Next time you reach a signalized intersection, while you are waiting for the beg button to supply you with permission to cross, check out the base of the pole holding up that signal. The pole looks like it is attached to the ground, but if you look closely, you will see that it’s not. At least not directly.
The pole will have a series of bolts—they are shear pins—that attach it to the base buried in the ground. Those bolts are designed to give way, to shear off, if the pole is struck with enough force. This is done because cars leave the street surface with such frequency, and with such violent force, that many drivers were being injured and killed hitting poles that did not yield.

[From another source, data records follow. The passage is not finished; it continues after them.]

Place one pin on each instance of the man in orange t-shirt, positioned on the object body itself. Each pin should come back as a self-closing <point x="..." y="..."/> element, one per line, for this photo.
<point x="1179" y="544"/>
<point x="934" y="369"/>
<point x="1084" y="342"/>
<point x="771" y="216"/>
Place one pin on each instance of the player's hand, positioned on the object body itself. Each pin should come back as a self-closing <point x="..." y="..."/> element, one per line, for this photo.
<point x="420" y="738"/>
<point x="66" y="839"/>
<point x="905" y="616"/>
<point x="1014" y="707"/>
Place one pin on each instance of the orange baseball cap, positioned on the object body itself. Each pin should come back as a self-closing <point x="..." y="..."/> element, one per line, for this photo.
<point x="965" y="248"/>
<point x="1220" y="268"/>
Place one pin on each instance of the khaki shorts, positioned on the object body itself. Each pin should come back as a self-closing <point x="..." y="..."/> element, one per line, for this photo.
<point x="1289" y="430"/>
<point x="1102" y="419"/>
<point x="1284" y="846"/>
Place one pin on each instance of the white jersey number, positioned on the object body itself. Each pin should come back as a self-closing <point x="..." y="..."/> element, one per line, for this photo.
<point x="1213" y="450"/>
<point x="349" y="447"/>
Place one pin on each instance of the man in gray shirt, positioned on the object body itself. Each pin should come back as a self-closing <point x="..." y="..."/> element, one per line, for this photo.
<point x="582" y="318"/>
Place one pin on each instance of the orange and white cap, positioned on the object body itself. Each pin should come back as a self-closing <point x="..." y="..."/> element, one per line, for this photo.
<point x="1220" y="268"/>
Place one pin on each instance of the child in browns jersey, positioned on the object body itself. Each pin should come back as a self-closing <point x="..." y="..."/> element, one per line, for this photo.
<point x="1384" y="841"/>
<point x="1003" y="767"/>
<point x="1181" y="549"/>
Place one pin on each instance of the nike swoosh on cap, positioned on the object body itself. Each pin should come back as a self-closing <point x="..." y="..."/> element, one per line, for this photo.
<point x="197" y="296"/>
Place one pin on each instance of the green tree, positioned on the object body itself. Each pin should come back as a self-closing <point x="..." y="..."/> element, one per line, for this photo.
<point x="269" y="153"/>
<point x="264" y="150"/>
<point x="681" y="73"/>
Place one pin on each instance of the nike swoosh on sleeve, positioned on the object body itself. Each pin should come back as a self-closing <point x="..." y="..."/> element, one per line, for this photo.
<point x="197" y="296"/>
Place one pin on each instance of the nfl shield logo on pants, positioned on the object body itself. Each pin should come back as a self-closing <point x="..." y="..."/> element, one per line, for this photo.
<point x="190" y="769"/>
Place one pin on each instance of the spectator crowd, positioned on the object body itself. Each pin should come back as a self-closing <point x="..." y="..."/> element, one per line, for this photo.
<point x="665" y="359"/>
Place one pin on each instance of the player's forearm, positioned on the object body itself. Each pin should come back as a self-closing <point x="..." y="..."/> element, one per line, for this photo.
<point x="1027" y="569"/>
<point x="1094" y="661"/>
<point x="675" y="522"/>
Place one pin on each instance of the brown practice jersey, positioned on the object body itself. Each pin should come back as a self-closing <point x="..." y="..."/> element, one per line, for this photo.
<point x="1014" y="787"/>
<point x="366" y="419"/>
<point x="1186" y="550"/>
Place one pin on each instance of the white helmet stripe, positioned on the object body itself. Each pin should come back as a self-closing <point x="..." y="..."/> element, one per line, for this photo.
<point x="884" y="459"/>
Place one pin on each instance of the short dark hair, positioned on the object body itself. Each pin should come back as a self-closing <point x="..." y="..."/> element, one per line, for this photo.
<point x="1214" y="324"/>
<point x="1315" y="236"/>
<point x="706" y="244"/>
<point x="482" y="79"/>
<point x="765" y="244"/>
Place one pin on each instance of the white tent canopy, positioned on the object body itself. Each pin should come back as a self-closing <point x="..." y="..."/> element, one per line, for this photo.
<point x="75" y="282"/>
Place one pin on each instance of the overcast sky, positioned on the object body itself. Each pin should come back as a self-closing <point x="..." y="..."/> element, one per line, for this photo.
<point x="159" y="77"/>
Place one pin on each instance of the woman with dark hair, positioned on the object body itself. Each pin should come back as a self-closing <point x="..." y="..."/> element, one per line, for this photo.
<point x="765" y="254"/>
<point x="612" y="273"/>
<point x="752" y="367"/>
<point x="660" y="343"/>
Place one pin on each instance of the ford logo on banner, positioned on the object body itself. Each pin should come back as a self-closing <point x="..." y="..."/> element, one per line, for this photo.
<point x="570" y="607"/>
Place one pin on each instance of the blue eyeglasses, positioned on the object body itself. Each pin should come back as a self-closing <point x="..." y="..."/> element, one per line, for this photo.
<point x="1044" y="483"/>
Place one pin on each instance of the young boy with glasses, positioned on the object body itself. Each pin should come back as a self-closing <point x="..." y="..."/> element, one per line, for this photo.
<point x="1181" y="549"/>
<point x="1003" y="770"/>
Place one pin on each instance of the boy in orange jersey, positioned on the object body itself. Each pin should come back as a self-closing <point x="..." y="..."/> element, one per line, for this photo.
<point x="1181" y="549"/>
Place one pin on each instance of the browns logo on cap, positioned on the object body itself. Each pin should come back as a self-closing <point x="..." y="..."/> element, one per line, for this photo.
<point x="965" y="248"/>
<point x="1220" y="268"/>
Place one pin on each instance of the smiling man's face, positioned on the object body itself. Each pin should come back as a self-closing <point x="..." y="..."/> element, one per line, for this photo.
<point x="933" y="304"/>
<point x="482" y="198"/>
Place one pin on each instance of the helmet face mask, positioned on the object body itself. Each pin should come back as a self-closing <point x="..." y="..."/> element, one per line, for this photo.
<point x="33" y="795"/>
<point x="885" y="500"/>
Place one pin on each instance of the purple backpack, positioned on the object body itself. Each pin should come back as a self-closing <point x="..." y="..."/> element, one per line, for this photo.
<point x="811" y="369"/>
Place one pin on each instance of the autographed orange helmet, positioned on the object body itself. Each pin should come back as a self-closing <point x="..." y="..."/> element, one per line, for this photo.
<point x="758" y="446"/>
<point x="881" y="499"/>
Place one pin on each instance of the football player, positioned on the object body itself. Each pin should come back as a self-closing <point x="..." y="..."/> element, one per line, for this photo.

Ponder this the next time you are standing at the signal, waiting to cross. The next time you are standing in space that licensed professionals have recognized is so dangerous that the extra effort and expense to absorb that violent force is justified. To protect those in vehicles. To save the lives of those that drive their cars off of the street surface. The street surface you are standing next to.
Standing right where those out-of-control vehicles are expected to go.
It is worth contrasting this with the way median barriers are used on highways. On a highway, vehicles are traveling with great kinetic force in opposite directions. Sometimes they are separated by paint and sometimes by a ditch, but increasingly transportation professionals find it beneficial to install some type of barrier between the lanes of travel.
It might be a metal fence. It might be a concrete wall. Great care has been taken to test the ability of these barriers to resist the force of a colliding vehicle.
This seems very logical. And prudent. A vehicle leaving the roadway has the potential to cause traumatic injury to anyone in a vehicle in an opposing lane. It is better to stop that projectile from inflicting such damage, despite the violence this will do to the driver of the errant vehicle.
Construction workers doing maintenance on a roadway rightly demand concrete barriers between them and the traffic flowing next to them. Those who design maintenance projects acquiesce to that demand, not just because they want the construction to proceed but because they understand that it is really dangerous to have humans standing near traffic flowing even at moderate speeds.
The concrete barriers do not have a breakaway design. There are no shear pins to absorb the kinetic energy of an errant vehicle. A driver who loses control in a construction zone is going to feel the brutal consequences of that mistake. The construction worker will not.